Allah aşkıyla sabahlara kadar ağlayan âşıkân vardır ve bu âşıklar gözyaşlarını kimseye göstermek istemezler. Bu muhabbet Allah'la benim aramda kalsın diye.
Biz sohbetin başına gelelim. Allah Nûr-i Muhammed'den, arşı, kürsîyi, cenneti ve cehennemi ve melâikeyi halk etdi. Ve Hazret-İ Âdem'i halk etdi. Ve Âdem'in alnına Hazret-i Muhammed'in nûrunu koydu. Ve meleklere emretdi ki, esteîzübillah, "وَاِذْ قُلْنَا لِلْمَلٰٓئِكَةِ اسْجُدُوا لِاٰدَمَ فَسَجَدُٓوا اِلَّٓا اِبْل۪يسَۜ ve iz kulnâ lil melâiketi's-cüdû illâ iblîs", "Ey melekler! Âdem'e secde ediniz çünkü onun alnında Nûr-i Muhammed var" dedi.

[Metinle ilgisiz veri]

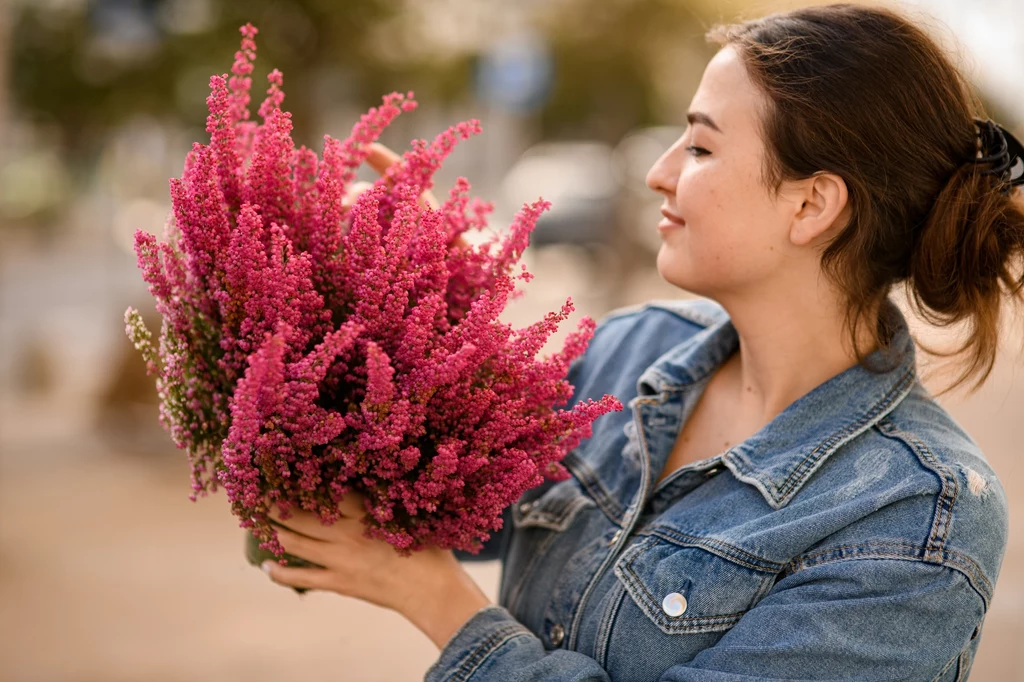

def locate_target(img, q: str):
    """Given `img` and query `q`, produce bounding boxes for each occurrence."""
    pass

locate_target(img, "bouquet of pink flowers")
[125,25,623,557]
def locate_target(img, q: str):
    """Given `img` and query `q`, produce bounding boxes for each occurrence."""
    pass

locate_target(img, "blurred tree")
[538,0,714,144]
[10,0,468,158]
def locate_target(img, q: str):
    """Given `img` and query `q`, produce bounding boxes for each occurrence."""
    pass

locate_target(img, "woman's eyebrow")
[686,112,722,132]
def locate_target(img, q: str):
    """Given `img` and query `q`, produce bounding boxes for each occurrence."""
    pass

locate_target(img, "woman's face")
[647,47,799,296]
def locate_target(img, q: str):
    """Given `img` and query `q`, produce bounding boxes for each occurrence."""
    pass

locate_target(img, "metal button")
[662,592,686,617]
[551,623,565,646]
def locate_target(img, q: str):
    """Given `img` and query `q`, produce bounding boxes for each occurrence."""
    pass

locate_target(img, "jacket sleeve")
[425,558,985,682]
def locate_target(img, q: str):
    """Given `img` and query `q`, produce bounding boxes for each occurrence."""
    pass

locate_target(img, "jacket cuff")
[424,604,537,682]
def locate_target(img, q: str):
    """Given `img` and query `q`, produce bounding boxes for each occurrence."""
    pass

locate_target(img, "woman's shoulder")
[826,382,1009,607]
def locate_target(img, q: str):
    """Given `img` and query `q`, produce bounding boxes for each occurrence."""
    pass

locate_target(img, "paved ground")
[0,251,1024,682]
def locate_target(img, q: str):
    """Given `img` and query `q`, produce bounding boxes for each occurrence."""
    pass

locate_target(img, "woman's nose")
[646,150,676,195]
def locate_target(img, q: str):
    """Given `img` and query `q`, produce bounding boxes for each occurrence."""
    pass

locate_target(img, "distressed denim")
[426,299,1009,682]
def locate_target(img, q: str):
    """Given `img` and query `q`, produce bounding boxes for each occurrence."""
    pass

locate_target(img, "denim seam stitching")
[879,420,959,554]
[786,542,991,611]
[562,450,625,524]
[620,543,750,632]
[594,581,627,668]
[767,368,914,501]
[637,526,785,573]
[931,651,964,682]
[450,623,534,682]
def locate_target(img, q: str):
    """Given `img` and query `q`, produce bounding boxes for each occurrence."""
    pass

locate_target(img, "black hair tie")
[968,119,1024,195]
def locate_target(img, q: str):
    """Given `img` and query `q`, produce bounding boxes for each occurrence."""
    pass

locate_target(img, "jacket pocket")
[614,537,774,635]
[499,478,597,613]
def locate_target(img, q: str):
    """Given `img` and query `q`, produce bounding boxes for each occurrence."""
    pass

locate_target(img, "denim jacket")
[426,299,1009,682]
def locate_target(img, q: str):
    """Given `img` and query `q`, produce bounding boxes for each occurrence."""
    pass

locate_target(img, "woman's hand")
[263,492,490,649]
[341,142,467,248]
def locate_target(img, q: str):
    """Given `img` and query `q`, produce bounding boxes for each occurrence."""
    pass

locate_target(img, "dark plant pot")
[246,521,324,594]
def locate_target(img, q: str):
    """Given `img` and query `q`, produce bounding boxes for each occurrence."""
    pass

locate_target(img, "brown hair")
[707,4,1024,393]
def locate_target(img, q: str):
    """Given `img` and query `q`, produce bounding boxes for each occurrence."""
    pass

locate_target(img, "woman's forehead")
[690,46,763,137]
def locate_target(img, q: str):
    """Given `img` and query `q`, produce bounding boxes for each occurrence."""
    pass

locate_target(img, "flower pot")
[246,521,324,594]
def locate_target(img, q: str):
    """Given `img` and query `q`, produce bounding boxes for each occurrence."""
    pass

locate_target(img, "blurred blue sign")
[475,33,554,114]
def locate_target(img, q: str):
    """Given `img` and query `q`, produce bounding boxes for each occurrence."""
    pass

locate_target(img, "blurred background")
[0,0,1024,682]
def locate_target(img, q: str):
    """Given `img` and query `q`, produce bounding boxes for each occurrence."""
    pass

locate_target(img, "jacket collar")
[637,299,916,509]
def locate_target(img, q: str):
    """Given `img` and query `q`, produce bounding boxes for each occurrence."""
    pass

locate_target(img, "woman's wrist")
[400,562,492,650]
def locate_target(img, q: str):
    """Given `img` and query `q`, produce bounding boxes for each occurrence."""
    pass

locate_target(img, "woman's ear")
[790,172,850,246]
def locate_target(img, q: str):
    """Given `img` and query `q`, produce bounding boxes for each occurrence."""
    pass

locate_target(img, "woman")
[258,5,1024,682]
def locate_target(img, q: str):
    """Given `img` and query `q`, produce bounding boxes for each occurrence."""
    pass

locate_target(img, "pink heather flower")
[125,25,623,556]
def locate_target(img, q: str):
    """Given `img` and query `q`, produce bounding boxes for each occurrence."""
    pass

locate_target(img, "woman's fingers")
[367,142,440,209]
[276,526,331,566]
[341,142,468,249]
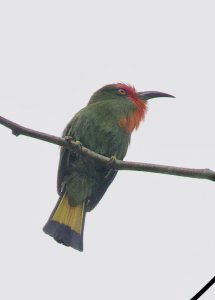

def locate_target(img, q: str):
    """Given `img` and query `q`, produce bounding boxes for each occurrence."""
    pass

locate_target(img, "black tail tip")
[43,220,83,251]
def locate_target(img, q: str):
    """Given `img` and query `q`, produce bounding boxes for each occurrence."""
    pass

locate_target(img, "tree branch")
[0,117,215,181]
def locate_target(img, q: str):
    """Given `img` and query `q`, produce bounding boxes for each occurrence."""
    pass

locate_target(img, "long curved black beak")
[137,91,175,101]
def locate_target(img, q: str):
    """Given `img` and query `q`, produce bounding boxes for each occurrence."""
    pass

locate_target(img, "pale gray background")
[0,0,215,300]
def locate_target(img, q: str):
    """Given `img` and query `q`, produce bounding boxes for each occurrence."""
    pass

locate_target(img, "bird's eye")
[117,89,127,96]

Ve Âdem'e secde edildi. Cennet ve cehennem ve arş ve kürsî ve levh ve kalem, cümlesi Allah'ın aşkıyla ve Allah'ın aşkından halk olundu. O da Nûr-i Muhammed'di, sallallahu aleyhi vesellem.
Âdem aleyhisselâm âsî oldu ve cennetden çıkarıldı. Yani zelle sâdır oldu, cennetden çıkarıldı. Affı için, üç yüz sene ağladı. Üç yüz sene sonra, Cenâb-ı Hakk'a dedi ki "Yâ Rabbi, alnımda olan Nûr-i Muhammed hürmetine beni affet" dedi. Cenâb-ı Hakk Âdem aleyhisselâma şöyle buyurdu, dedi ki, "Nerden bildin, benim indimde Muhammed'in kıymetini?". Âdem aleyhisselâm buyurdu ki, "Bana can verdiğin vakitde, ben gözümü açdım nereye bakdımsa senin isminle Muhammed'in ismini gördüm, sallallahu aleyhi vesellem. O'nun hürmetine istedim". O vakit, Âdem'in de suçu ve günahı affoldu. Allah şöyle ahd ü peymân eyledi, "Her kim ki bana duâ eder, duâsında benim habîbim olan, sevgilim olan Muhammedimin ismini zikrederse duâsını reddetmem, kabûl ederim" dedi.